奥様になった魔王様と、王国を出奔した聖騎士な旦那様。

尋常ではない御二人の、ごく普通の日常です。

 


「ローズのだ」

「いいえ、旦那様のです」

 奥様と旦那様が食卓を挟んで睨み合い、一歩たりとも譲歩する気配がありません。

 仲睦まじい御二人ですが、その晩は珍しく夫婦喧嘩が勃発しました。



 事の発端は、商店街で買い物をしていた奥様が、乾物屋を覗き込んだ時の事です。

 おが屑が敷き詰められた箱の中に、幾つかの卵が半ば埋められていました。

「ご主人、これは?」

 奥様が(いぶか)しげな表情になるのも無理はありません。

 その卵は、親指ほどの大きさしかなかったのですから。

「この地方の縁起物でね」

 不思議そうな顔の奥様に、最近馴染みになった乾物屋の主人が苦笑します。

「町の年寄連中が春卵と呼んでいる、野鳥の卵さ。数が少ないから、結構値が張るんだよ」

 丘陵地帯の森の中で、地面に巣を作る鳥の卵だそうです。

 そして主人から聞いた値段に、奥様がびっくりしました。

 何しろ、この何倍も大きい鶏の卵より、はるかに高額なのです。

 そして値段を知った奥様は、卵への興味がすっかり失せてしまいました。

 姫君育ちなのにケチ臭い――いえ、節制を心掛ける奥様は、高価な食材に関心がないのです。

 そうとは気付かぬ主人が、さらに話を続けます。

「こいつを一個食べれば一年無病息災、精もついて寿命が延びると――――」

「買います!」

 奥様はビシッと、卵を指差しました。

「一個、ください!」

 大奮発して、ようやくこの程度な奥さまでした。



 旦那様が仕事から帰り、夕餉の時間となりました。

 今晩は、野菜の煮込み料理です。

 例の卵は茹でて皮をむき、旦那様のお椀の中に忍び込ませてあります。

 そこなら他の食材に紛れて、目立たないと奥様が浅知恵を働かせたようです。

 奥様が、乾物屋の主人が語った効能を真に受けたとは思えません。

 しかし、身体に良いと聞いてしまい、どうしても旦那様に食べさせたくなったのでしょう。

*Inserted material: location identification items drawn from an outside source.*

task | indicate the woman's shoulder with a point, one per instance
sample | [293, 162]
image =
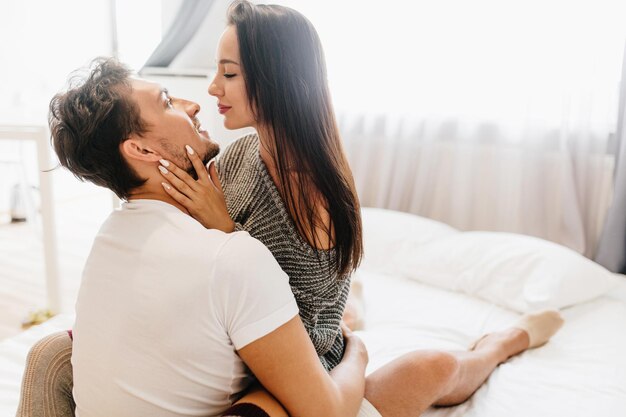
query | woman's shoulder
[240, 148]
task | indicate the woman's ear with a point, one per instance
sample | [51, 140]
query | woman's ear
[138, 150]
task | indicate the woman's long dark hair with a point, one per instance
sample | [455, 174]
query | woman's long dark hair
[285, 73]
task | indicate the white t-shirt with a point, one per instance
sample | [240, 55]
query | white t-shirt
[163, 307]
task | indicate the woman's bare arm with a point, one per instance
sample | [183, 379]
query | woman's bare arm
[287, 365]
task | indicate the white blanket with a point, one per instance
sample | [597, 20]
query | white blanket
[581, 372]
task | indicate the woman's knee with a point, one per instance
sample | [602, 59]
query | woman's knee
[443, 368]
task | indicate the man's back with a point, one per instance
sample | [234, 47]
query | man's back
[163, 307]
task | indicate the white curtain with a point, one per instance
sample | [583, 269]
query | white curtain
[490, 115]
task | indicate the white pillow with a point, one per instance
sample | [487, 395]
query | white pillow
[387, 233]
[518, 272]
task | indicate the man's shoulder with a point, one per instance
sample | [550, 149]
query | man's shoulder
[243, 257]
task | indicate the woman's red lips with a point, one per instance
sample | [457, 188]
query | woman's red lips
[222, 109]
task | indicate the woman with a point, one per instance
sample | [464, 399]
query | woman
[290, 186]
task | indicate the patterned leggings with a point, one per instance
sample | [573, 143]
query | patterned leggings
[47, 383]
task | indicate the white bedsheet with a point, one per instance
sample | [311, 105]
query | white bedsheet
[581, 372]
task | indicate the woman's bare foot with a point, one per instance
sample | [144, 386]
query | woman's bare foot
[531, 331]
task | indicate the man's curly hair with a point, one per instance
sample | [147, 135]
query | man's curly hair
[90, 120]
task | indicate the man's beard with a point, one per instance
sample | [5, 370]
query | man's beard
[180, 158]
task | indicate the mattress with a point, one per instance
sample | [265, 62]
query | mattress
[580, 372]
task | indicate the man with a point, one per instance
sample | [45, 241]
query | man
[171, 317]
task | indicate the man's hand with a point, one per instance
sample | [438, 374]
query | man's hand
[203, 198]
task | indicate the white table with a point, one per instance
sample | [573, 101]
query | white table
[39, 134]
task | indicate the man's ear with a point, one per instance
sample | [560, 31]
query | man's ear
[137, 149]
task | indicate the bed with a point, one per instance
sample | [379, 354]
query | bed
[427, 285]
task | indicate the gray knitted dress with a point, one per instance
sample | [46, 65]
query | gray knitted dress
[255, 204]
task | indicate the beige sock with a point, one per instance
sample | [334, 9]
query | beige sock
[540, 326]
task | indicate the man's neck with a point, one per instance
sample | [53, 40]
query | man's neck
[147, 193]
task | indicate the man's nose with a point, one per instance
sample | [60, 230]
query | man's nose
[214, 90]
[192, 108]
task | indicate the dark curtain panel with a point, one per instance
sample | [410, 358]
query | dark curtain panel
[185, 24]
[612, 247]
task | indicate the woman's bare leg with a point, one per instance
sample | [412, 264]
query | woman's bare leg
[410, 384]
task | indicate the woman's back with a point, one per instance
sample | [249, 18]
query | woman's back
[255, 204]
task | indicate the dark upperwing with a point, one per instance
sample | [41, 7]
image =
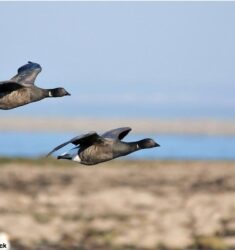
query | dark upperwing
[86, 140]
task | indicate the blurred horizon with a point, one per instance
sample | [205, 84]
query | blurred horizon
[160, 60]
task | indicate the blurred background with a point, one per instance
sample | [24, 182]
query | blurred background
[166, 69]
[128, 62]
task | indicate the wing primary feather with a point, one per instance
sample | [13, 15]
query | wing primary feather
[57, 148]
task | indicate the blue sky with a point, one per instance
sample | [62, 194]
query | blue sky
[124, 59]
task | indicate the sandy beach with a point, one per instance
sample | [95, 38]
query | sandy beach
[153, 126]
[49, 204]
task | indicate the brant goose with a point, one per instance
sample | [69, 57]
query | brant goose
[20, 90]
[92, 148]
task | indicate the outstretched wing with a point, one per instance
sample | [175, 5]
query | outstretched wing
[86, 140]
[27, 74]
[8, 86]
[118, 133]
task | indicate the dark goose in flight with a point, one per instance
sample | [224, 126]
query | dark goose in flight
[20, 90]
[91, 148]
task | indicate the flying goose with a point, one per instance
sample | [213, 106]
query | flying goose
[20, 89]
[91, 148]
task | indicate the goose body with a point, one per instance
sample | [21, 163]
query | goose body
[91, 148]
[20, 90]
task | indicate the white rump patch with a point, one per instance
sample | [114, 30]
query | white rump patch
[77, 158]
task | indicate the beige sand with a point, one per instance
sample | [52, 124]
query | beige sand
[118, 205]
[177, 126]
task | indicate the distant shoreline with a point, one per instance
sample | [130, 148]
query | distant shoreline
[154, 126]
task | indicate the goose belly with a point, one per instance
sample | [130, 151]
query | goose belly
[95, 154]
[15, 99]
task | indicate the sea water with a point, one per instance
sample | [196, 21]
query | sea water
[36, 144]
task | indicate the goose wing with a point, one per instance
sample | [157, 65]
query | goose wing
[118, 133]
[27, 74]
[86, 140]
[6, 86]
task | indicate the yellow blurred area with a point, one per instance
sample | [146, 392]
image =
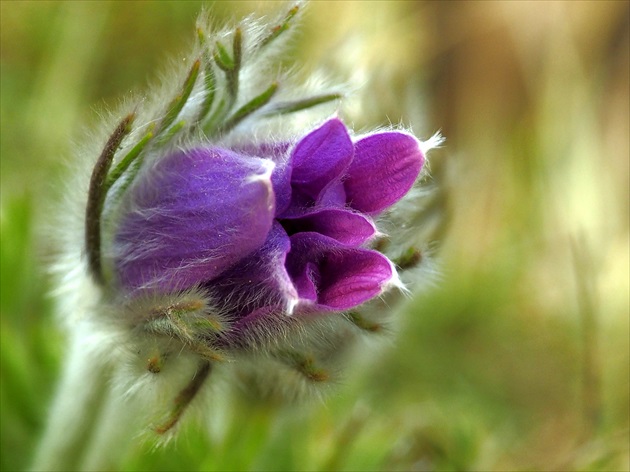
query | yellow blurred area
[533, 98]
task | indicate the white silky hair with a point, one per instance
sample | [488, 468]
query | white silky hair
[108, 351]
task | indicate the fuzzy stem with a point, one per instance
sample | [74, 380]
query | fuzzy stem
[76, 408]
[185, 397]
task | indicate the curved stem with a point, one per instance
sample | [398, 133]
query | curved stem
[185, 397]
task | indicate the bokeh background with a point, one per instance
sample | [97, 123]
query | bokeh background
[516, 359]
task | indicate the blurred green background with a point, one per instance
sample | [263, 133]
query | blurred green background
[517, 359]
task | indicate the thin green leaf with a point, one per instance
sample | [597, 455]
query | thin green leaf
[250, 107]
[222, 58]
[96, 196]
[281, 28]
[170, 134]
[298, 105]
[179, 101]
[126, 161]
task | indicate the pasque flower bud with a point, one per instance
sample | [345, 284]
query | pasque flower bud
[220, 228]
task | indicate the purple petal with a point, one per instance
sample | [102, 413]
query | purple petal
[192, 216]
[281, 177]
[384, 168]
[260, 279]
[345, 277]
[353, 276]
[321, 158]
[333, 196]
[343, 225]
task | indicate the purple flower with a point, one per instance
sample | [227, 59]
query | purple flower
[270, 228]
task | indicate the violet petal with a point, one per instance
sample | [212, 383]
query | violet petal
[384, 168]
[321, 157]
[343, 225]
[346, 277]
[260, 279]
[194, 215]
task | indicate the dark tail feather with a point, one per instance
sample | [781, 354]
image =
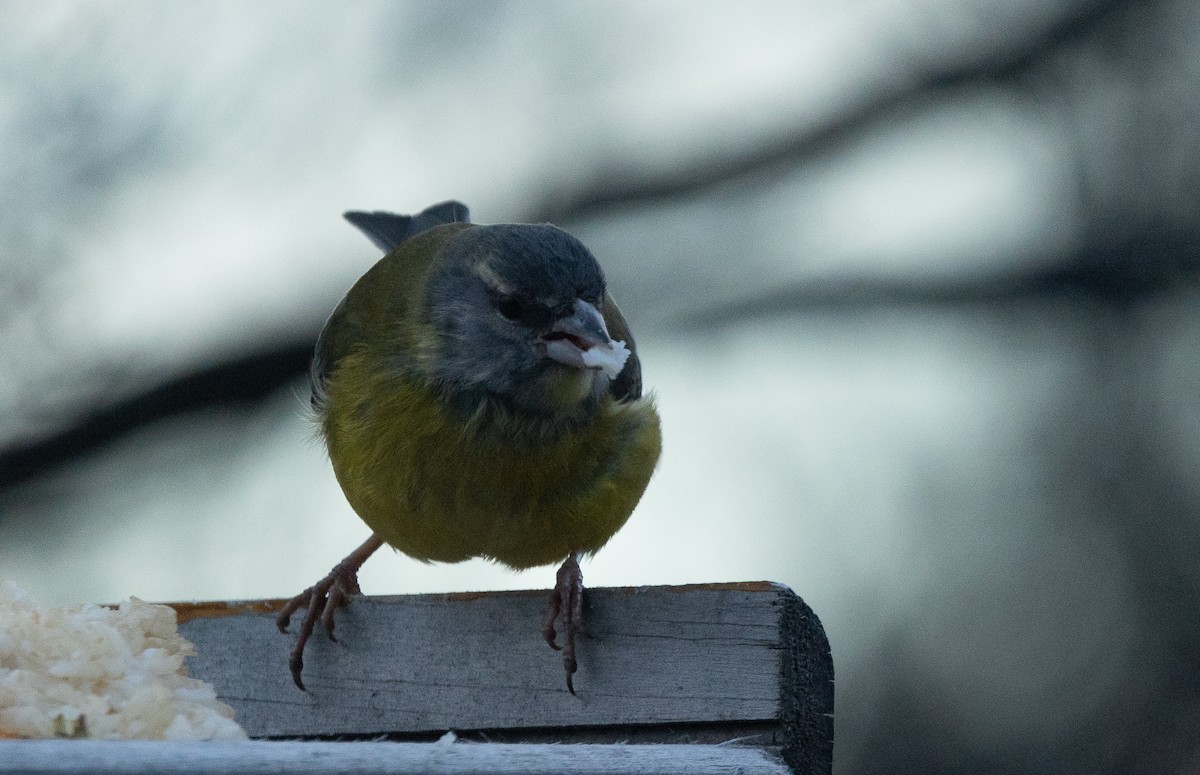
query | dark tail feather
[388, 229]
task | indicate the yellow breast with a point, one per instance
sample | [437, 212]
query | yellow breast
[439, 486]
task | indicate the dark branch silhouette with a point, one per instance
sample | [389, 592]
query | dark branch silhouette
[257, 376]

(しかし旦那様の分しか買わないところが実にケチ臭い――――いえ、奥様らしいですが)

(言い直しても意味ないからな? それに魔王である余が、たかが卵一個で影響されるものか)

 まあ、金はもったいないが、旦那様だけでも食べさせたい。そんな心情なのでしょう。

 しかし結果的には、それが裏目に出てしまいました。


「これ、ひょっとして春卵かい?」

 目敏(めざと)く卵を発見した旦那様が、スプーンで(すく)いあげて首を傾げました。

「ご存じなのですか!?」

 奥様が驚きの声を上げます。

 王都暮らしが長い旦那様が知っているとは、わたしだって思いもしませんでした。

「レトに聞いたんだ、奥さんに食べさせてやりたいって」

(マヤ父めえ! 余計なことを!)

 仲良しであるマヤ、その父親であるレトを、奥様は心の中で(ののし)ります。

「レトには申し訳ないけど、せっかくローズが奮発してくれたんだから――――」

 そこで不意に、旦那様の言葉が途切れました。

「ローズの分は?」

 旦那様が、奥様のお椀を覗き込みます。

「わたしはもう頂きましたよ?」

 しれっと答える奥様。もちろん、勘の鋭い旦那様には通じません。

 そもそも旦那様が食べる前に、奥様が食事に匙をつけることはないのです。

 柔らかい笑みを浮かべた旦那様が、奥様のお椀にポチャンと卵を落としました。

「これは、ローズがお食べ?」

 奥様はにこやかに笑いながら卵をスプーンで掬い、旦那様のお椀にポチャンと戻します。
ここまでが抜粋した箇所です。